Melihat gelagat yang nggak menyenangkan dari Arief Poyuono, Partai Demokrat secara resmi meminta Gerindra untuk memecat Poyuono. Sebab hal itu sangat buruk untuk koalisi. Tapi ketika kemudian Gerindra meminta maaf atas kelakuan Poyuono, Demokrat agak mereda.
Bahkan Ferrdinand Hutahean nyeletuk dengan sengit, “Sejak lama kami melihat bagaimana Arief Poyuono ini bukan orang penting di Gerindra. Jadi dipecat tidak dipecat sebetulnya tidak terlalu berpengaruh buat kami.”

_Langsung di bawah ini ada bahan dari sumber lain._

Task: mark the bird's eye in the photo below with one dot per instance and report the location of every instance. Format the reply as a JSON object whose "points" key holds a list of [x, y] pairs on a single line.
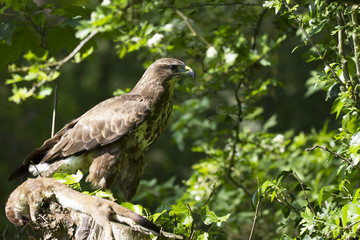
{"points": [[173, 67]]}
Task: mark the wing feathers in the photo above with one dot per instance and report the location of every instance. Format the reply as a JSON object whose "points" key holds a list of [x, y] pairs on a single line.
{"points": [[101, 125]]}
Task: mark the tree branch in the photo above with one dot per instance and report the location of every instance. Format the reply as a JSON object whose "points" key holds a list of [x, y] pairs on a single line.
{"points": [[218, 4], [314, 46], [341, 47], [305, 195], [356, 43], [256, 213], [192, 30], [332, 152]]}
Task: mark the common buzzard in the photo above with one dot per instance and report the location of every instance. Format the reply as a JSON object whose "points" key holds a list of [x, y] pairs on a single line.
{"points": [[109, 140]]}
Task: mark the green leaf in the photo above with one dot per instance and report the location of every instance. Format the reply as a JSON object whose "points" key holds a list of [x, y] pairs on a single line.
{"points": [[344, 217], [211, 217], [338, 106], [68, 179]]}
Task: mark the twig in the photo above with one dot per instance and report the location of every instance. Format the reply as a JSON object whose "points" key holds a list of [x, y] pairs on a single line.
{"points": [[192, 30], [332, 152], [236, 139], [346, 228], [256, 212], [59, 64], [341, 47], [315, 47], [305, 195], [218, 4], [192, 232], [356, 42], [211, 194], [256, 31], [54, 108]]}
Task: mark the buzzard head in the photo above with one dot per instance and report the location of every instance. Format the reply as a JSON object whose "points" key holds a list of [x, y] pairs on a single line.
{"points": [[164, 72]]}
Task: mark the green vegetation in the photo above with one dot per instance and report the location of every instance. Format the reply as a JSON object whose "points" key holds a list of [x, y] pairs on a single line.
{"points": [[266, 146]]}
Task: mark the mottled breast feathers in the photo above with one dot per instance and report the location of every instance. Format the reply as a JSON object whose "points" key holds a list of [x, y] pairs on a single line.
{"points": [[109, 140]]}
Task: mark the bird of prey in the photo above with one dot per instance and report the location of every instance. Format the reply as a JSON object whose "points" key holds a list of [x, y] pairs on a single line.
{"points": [[109, 140]]}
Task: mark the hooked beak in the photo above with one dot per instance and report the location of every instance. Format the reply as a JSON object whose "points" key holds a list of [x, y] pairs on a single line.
{"points": [[190, 72]]}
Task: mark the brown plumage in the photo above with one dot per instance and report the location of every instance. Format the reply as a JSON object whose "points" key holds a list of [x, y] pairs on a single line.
{"points": [[110, 139]]}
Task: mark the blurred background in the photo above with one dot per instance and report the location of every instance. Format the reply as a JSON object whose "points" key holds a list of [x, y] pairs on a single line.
{"points": [[26, 125]]}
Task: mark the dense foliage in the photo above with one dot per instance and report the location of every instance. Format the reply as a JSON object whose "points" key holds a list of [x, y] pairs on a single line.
{"points": [[255, 178]]}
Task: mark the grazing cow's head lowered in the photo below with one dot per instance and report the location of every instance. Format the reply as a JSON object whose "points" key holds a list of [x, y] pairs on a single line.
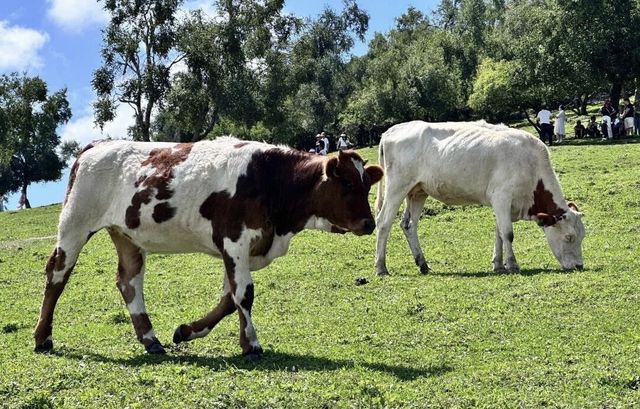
{"points": [[565, 233], [345, 193]]}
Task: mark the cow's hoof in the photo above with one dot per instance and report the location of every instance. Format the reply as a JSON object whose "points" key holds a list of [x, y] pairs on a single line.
{"points": [[155, 348], [424, 269], [181, 334], [254, 355], [513, 268], [45, 347]]}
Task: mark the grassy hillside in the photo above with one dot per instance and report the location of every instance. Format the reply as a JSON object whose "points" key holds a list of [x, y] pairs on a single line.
{"points": [[460, 337]]}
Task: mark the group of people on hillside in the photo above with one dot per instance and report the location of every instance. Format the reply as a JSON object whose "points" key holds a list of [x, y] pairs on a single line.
{"points": [[612, 124], [549, 131], [323, 145]]}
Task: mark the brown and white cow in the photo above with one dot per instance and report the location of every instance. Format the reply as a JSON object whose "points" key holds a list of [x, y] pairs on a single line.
{"points": [[474, 163], [236, 200]]}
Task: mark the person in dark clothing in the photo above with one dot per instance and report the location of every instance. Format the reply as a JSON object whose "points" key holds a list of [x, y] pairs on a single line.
{"points": [[608, 110], [592, 128], [579, 130]]}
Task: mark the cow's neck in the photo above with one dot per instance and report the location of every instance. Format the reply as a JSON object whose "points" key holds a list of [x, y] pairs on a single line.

“Kami juga tahu ya, Arief (Poyuono) ya gitu-gitu, karena saya tidak pernah melihat Arief di Kertanegara (rumah Prabowo) selama proses Pemilu sebagai elite Gerindra yang memperjuangkan Prabowo. Jadi saya rasa dia bukan siapa-sapa di sana,” kata Ferdinand.
Duh, duh, nyemengit banget sih kata-katanya Bang Ferdinand.
Namun, bukan Arief Poyuono kalau menyerah dengan serangan-serangan dari kubu Demokrat. Menurutnya, sudah sepantasnya Demokrat angkat kaki dari Koalisi Adil Makmur. Soalnya Demokrat kayak setengah hati gitu memang dalam mendukung Prabowo.
Ya, kita tahu, beberapa kader Demokrat di daerah ada yang malah menyatakan dukungan ke Jokowi. Uniknya, SBY dan petinggi partai malah memberi lampu hijau kepada kader-kadernya yang berseberangan dengan keputusan pusat.
Bahkan menurut Jansen Sitindaon, politisi Demokrat, menyebut bahwa Poyuono ini justru yang sudah menurunkan elektabilitas Prabowo sejak kemunculannya di mana-mana. “Harusnya Poyuono berkaca, karena Poyuono yang buat suara Prabowo turun. Setiap dia muncul itu suara Prabowo turun,” tuturnya.
“Kami sebagai sesama teman koalisi juga menyarankan kepada Gerindra untuk mengingatkan orang semiring Poyuono ini, biar nggak kampungan gitu,” tambahnya.
Serangan demi serangan akhirnya harus diterima Lord Arief Poyuono, bukan dari Adian Napitulu, sahabat karib sekaligus kompetitor abadinya, melainkan dari teman koalisinya sendiri. Sosok komikal nan menggemaskan harus dihajar habis-habisan oleh temannya sendiri.
Padahal ketika bareng Adian Napitulu, perbincangan keduanya selalu sukses membahagiakan masyarakat. Nggak setegang kayak sekarang situasinya.
Aneh ya, kan apa yang dibilang Lord Arief Poyuono itu nggak salah-salah amat. Lagian kalau salah kan tinggal minta maaf, bentar lagi lebaran ini kok. Dosa kehapus ini. Rempong amat sih jadi koalisi doang.
Meski begitu, buat Lord Arief, tetap semangat ya Lord. Kami semua mendukungmu kok. Tetap suarakan kebenaran, jangan pernah goyah menghibur masyarakat Indonesia dengan manuver-manuver komentarmu yang out of the box itu. In Poyuono we trust. Dan, jangan lupa, “Salam 64 persen.”